Mais quelle conception le MEDEF a-t-il du développement durable ? On peut le percevoir à l'engagement qu'à pris celui-ci de publier
un rapport annuel mettant en évidence les progrès réalisés par les entreprises dans cinq domaines stratégiques :
  • la lutte contre le changement climatique
  • la préservation des ressources naturelles
  • la protection de la biodiversité
  • la réduction des impacts sur les milieux
  • le renforcement des actions en faveur de l’environnement et de la santé
On voit bien qu'il s'agit là d'une conception presque exclusivement environnementale du développement durable.  Or le développement durable ne se réduit pas à cette dimension, il vise au contraire à intégrer les aspects économiques, sociaux et culturels dans la stratégie des entreprises, l'action des pouvoirs publics et des citoyens.  Et cela parce que les défis actuels remettent en question non seulement l'impact de l'activité économique, mais aussi les modes de management, la répartition du pouvoir et des richesses, etc.

La tentation du MEDEF serait-elle de résoudre les problèmes environnementaux sans remettre en question les modes de gestion et de management qui ont empêché l'intégration des activités économiques aux préoccupations des citoyens ?  On sait qu'une gouvernance autoritaire au service de l'écologie est toujours possible, mais il ne s'agit alors plus de développement durable.

La mutation des activités économiques au bénéfice du développement durable est possible.
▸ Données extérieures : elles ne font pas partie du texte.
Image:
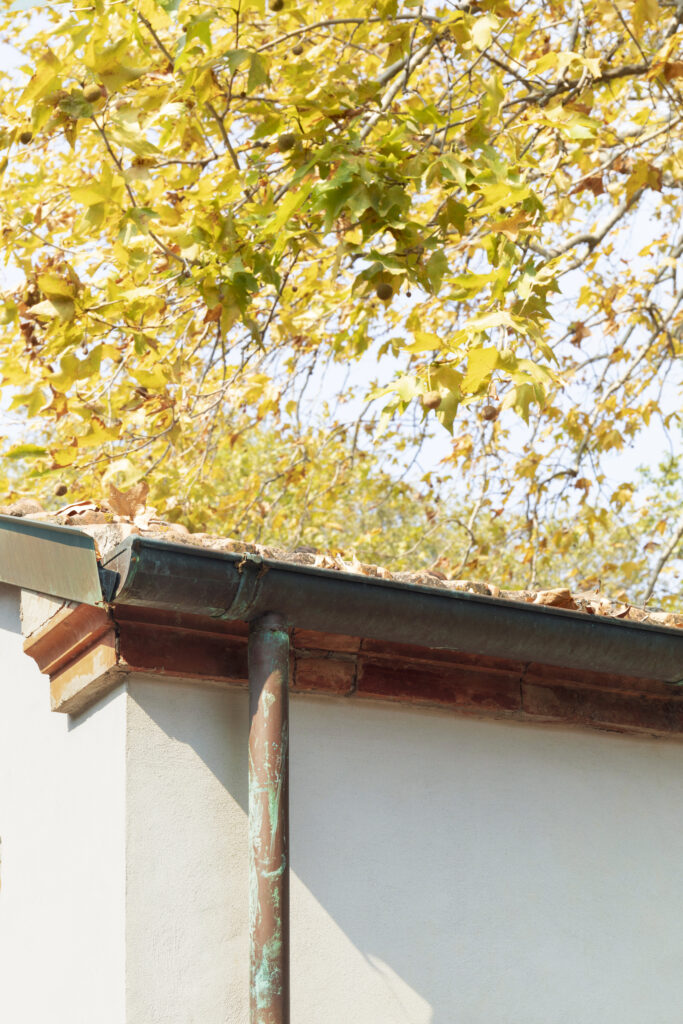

Mais elle demande d'abandonner une navigation des entreprises au seul bénéfice des actionnaires.  Le développement durable demande la prise en compte des parties prenantes (clients, fournisseurs, mais aussi citoyens voisins de l'activité, salariés, etc.) à la définition des objectifs et des résultats de l'entreprise.  Or les autres terrains d'action du MEDEF (réforme du droit du travail, etc.) augurent mal d'une ouverture du monde de l'entreprise au-delà des intérêts d'une petite élite technico-financière.  Il faudrait suggérer au MEDEF de relire les classiques du développement durable, et d'essayer de comprendre le sens de cette démarche, plutôt que de se poser en épigone d'une notion mal assimilée.